Thus, in the interest of brevity only the differences in the right
channel circuitry of the volume control 20 in comparison to the
right channel circuitry of the signal conditioner 14 are described
herein.
[0087] The right channel input terminal 54 connects to attenuator
circuitry shown as 120. The attenuator comprises a 100 k..OMEGA..

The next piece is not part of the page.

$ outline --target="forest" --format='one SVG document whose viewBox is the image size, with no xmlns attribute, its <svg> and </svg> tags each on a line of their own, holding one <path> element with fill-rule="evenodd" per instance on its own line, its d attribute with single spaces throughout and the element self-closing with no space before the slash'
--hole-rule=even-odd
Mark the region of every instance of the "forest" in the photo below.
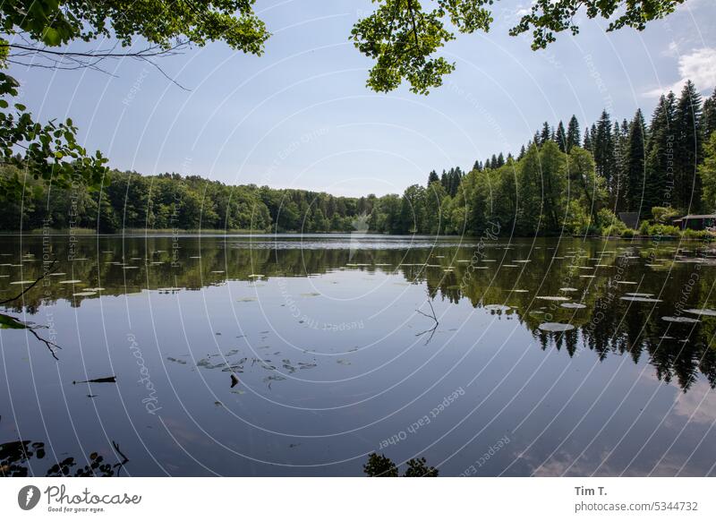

resistor R50 in series in with the input signal. Alternatively, an
attenuator bypass switch 122, in parallel with the resistor R50,
provides means for bypassing the attenuator to maintain the signal
at its fullest magnitude. Thus, depending on the position of the
switch 122, the 100 k..OMEGA.. resistor R50 may be bypassed with a
short or placed in series with the input signal. For example, if
the volume control 20 were to be directly connected to a line level
source (unamplified), the resistor R50 may be bypassed via switch
122 so as to not decrease the signal strength to too low a
level.
[0088] A jumper 124 connects opposite the attenuator 120 to a
ribbon wire 126. The ribbon wire connects at the front of the board
to an input jumper 128. The input jumper 128 connects to a 10
k..OMEGA.. variable resistor RP4. The 10 k..OMEGA.. resistor RP4
adjusts the magnitude of the signal presented to the right channel
amplifier circuitry, thereby controlling the magnitude of the
signal exiting the volume control 20 and the volume of the sound at
the right speaker 42. The variable resistor RP4 is controlled by a
user adjustable device such as the rotatable stem 86 shown on FIG.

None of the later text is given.